The potential of Scotland’s Monitor Farm Programme to drive positive change and improve the productivity, profitability and sustainability of Scottish agriculture has been highlighted to MSPs.
An event at the Scottish Parliament this week focused on the aims and objectives of initiative which is funded by £1.25 million secured from the Scottish Government and European Union’s Knowledge Transfer and Innovation Fund, managed by Quality Meat Scotland (QMS) and AHDB Cereals & Oilseeds.
MSPs at the Holyrood event also welcomed the close collaboration between the two organisations to deliver the new project.
MSP Peter Chapman said that the partnership between QMS and AHDB Cereals & Oilseeds was key to the success of the project.

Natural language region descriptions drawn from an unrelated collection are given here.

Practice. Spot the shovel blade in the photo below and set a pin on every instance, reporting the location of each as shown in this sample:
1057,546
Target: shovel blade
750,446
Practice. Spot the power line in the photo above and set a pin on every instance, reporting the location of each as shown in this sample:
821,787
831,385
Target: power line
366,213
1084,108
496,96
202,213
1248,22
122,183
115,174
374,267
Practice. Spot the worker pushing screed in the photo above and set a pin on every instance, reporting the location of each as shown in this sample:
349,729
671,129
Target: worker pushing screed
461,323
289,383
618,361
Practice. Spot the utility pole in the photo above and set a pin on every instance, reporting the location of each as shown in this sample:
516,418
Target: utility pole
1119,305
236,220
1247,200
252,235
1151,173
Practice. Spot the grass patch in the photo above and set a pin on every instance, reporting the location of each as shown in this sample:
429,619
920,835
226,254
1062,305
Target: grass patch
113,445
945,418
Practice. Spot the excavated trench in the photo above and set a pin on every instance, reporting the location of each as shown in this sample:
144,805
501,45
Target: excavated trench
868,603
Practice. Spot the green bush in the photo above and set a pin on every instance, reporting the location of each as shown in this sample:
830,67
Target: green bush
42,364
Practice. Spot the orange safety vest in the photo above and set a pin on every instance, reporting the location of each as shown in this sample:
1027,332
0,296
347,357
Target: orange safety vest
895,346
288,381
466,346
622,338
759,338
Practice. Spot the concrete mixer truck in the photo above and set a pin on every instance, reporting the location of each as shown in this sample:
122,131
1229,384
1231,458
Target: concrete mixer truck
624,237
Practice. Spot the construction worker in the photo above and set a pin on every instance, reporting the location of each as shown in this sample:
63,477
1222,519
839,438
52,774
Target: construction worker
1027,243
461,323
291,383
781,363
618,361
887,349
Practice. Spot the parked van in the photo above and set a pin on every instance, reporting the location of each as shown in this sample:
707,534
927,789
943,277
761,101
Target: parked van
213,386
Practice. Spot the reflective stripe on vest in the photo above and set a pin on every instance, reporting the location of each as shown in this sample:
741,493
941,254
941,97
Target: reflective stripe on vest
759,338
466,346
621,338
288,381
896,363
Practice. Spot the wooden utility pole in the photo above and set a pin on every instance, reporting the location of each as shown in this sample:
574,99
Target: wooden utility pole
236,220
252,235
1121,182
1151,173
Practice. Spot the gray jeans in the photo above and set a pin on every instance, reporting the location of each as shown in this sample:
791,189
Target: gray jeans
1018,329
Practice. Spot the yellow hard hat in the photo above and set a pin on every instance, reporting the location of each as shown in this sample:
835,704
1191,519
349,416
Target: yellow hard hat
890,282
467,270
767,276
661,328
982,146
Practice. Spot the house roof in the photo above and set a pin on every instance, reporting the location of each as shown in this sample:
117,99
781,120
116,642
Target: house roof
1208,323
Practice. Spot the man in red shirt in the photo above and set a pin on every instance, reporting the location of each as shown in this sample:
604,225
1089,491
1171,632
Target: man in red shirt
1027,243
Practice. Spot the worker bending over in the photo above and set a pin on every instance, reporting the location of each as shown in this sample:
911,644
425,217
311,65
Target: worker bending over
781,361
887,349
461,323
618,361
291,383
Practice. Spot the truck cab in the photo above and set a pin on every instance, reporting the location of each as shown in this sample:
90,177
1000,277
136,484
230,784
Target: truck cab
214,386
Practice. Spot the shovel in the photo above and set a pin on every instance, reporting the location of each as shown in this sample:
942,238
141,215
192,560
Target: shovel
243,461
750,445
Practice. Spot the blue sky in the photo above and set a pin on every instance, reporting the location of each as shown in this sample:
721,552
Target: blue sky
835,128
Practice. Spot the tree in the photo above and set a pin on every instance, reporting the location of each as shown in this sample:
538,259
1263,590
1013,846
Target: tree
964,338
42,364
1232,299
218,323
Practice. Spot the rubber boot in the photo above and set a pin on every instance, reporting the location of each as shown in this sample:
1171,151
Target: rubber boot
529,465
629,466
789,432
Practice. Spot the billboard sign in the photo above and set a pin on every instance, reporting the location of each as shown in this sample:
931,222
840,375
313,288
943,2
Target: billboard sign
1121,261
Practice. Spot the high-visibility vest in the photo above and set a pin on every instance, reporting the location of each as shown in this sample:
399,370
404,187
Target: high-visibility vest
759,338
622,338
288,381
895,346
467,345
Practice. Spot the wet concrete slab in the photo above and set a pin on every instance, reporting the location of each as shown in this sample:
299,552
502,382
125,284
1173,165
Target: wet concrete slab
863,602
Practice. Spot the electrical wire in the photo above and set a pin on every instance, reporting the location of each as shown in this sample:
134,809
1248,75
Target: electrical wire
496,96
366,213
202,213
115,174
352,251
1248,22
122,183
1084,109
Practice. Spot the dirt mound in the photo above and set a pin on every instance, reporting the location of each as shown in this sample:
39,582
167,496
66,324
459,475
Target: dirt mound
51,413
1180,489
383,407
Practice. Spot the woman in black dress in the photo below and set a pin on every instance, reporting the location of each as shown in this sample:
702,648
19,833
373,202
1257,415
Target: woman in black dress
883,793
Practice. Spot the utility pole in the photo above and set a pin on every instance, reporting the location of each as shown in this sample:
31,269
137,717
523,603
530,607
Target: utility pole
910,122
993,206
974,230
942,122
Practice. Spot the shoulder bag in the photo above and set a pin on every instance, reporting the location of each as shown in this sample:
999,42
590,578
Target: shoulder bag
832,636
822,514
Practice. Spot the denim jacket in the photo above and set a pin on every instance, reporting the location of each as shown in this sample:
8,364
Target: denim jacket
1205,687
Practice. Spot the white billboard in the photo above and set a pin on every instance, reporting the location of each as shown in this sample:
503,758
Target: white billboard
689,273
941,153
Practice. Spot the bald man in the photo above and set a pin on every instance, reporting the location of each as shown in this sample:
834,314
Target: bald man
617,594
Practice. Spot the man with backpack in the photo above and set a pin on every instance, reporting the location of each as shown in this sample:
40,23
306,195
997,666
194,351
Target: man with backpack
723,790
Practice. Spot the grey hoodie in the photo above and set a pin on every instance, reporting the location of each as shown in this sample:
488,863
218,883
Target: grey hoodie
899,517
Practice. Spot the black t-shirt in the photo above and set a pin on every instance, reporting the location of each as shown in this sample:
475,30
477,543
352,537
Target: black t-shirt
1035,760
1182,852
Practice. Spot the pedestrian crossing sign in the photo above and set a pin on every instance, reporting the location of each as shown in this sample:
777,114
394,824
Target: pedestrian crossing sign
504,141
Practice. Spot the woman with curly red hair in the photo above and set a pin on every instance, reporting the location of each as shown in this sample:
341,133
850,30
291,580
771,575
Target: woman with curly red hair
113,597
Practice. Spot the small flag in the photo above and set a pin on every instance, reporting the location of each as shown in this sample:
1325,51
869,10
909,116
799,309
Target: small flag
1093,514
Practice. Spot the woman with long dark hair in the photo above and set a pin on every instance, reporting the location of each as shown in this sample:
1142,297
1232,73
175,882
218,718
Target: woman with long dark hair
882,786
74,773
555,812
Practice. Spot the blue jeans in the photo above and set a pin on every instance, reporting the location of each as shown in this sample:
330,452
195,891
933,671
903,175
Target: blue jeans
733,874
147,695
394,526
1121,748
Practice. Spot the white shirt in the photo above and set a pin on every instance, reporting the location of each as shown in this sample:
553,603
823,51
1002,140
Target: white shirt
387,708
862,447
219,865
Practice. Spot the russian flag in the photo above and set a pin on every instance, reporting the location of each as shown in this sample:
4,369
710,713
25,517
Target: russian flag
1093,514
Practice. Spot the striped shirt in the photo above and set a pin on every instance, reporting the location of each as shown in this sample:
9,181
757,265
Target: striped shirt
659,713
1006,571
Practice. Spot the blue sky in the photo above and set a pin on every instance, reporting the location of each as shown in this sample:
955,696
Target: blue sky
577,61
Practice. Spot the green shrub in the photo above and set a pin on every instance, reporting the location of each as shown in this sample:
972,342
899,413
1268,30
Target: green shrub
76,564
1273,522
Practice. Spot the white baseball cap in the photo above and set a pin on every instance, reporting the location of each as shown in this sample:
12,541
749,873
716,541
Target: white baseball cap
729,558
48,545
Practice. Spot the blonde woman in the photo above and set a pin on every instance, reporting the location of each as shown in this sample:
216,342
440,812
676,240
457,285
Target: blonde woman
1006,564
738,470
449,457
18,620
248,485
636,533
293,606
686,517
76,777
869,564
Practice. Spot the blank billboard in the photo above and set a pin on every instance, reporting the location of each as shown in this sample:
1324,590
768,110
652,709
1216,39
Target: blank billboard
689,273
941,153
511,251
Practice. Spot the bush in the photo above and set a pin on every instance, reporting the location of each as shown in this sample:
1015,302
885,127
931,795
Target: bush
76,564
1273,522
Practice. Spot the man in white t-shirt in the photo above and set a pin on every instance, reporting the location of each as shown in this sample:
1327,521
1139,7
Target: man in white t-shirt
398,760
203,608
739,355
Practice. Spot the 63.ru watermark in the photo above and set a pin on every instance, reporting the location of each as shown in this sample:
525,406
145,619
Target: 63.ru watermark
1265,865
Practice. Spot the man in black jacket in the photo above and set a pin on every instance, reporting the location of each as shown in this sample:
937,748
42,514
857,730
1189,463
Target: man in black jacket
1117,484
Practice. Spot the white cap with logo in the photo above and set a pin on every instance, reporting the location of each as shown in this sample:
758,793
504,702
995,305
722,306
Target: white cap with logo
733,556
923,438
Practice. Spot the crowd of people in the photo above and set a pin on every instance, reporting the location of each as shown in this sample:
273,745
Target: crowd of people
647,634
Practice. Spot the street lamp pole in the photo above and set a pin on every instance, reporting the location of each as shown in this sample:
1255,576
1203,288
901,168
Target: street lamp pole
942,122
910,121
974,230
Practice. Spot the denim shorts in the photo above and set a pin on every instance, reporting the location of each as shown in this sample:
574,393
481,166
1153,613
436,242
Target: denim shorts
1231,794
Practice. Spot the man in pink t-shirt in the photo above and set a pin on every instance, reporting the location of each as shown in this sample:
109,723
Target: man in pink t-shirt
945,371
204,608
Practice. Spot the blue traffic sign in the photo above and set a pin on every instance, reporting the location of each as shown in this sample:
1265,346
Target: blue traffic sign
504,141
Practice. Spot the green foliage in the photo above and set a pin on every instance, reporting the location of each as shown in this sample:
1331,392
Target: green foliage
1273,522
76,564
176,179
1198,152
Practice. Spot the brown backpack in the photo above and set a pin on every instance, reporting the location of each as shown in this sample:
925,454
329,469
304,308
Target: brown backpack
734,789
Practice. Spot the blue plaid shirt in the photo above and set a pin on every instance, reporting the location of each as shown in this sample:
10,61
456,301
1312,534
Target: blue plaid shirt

“The collaboration has allowed the programme to look at the farm business as a whole rather than different enterprises, and farmers and growers have responded very positively to the two levy bodies working together,” he said.
Representatives from eight of the nine chosen host farms – stretching from Shetland to the Borders - were at the event. They were joined by MSPs who were given an insight into the three year project which aims to drive positive change in the industry through what is likely to be a difficult few years.
AHDB Board Member George Lyon said: “The fact is that whatever the enterprise, farming is going through a challenging period and it is only likely to get more challenging. This makes the aims of the Monitor Farm Scotland programme – to make Scottish agriculture more productive, profitable and sustainable – more vital than ever.”
George also emphasised the need to support growers through a range of activities over and above the Monitor Farm Scotland Programme, including farmer and trade focused events, market analysis and market development and export opportunities.
QMS Chairman Jim McLaren said he was immensely encouraged by the initial response from farmers and crofters and the current hunger for information, inspiration and ideas.
“Trust is a crucial ingredient required to drive change. The fact that the monitor farm project is ‘farmer-led and farmer driven’ and based on an open-ness and a willingness to share information, and accept constructive criticism, is vital to its success.”
For Nithsdale Monitor Farmer Andrew Marchant, the programme is an opportunity to work with other farmers and make sure their business develops that much needed resilience.
“It has never been more important for farms to collaborate and share best practice,” Andrew explained.
“We need to develop our businesses in a way which is going to enable us to ride out the tough times and flourish in the good ones. We have a great group of forward thinking and progressive farmers here who are passionate about the monitor farm project and most importantly have the right attitude and enthusiasm to make an impact in the industry.”